Åsmund Snøfugl, editor of the newspaper in Melhus called Gaula, said his paper wouldn’t have printed the ad if he and his staff didn’t think it was serious. “But it was so unusual that we evaluated it,” he told Norwegian Broadcasting (NRK). “As long as it wasn’t discriminatory or defamatory for anyone, we chose to print it.”
‘Like a parody’
The ad seeks an “adult woman” to work as an “adviser” to a “foreign woman” married to a Norwegian man. “She wants information on Norwegian traditions, norms, customs and trends,” read the ad. Also tips on how to bring up two girls aged 10 and 8, how to prepare food from scratch and how best to furnish and take care of a Norwegian home. Applicants should be “older than 35, preferably from a rural area but living in or near Trondheim.” The ad called for working one or two days per week.

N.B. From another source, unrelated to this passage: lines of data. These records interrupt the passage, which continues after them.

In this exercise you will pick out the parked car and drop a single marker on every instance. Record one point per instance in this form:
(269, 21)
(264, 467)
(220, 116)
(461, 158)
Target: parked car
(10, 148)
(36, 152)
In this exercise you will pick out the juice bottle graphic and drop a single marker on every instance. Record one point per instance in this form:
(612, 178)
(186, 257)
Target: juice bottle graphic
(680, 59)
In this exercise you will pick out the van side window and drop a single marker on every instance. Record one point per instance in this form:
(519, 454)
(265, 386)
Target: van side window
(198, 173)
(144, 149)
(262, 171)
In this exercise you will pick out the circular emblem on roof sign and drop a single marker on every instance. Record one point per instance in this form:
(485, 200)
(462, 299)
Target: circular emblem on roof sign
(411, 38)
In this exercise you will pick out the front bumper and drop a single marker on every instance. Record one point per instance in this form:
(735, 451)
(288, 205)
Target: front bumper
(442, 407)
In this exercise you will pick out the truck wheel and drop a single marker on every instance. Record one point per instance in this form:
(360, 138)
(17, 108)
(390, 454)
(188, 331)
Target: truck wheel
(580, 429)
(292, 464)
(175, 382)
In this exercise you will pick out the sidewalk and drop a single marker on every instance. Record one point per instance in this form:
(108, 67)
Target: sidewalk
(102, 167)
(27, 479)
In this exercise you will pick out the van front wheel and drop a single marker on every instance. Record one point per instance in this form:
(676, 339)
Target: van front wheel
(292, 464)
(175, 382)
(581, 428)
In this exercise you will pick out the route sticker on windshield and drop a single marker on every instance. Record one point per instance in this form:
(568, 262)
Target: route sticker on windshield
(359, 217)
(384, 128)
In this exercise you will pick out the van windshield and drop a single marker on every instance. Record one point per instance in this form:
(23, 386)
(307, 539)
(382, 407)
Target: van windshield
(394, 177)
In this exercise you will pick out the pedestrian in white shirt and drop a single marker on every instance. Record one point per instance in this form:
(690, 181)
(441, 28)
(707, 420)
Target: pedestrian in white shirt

“This looked like a parody, or a stunt to draw attention to the issue of integration,” said Lisbeth Lein, who conducts research on integration of foreign women who marry Norwegian men from rural areas of Norway. Marriages between Norwegian men and foreign women doubled between 1996 and 2006, she told NRK, and in 2008, around 10,000 women from Thailand, Russia and the Philippines were married to Norwegian men.
Lein said the ad, if not a parody, expresses attitudes and expectations that belong to another era. “The wife is presented as incompetent, and that she needs to be taught how to fill her role to suit her husband’s needs,” she said.
Snøfugl, the editor of the paper, said the man who placed the ad wanted to remain anonymous but seemed serious. Snøfugl knows who the man is. No one had applied for the position as of Thursday afternoon.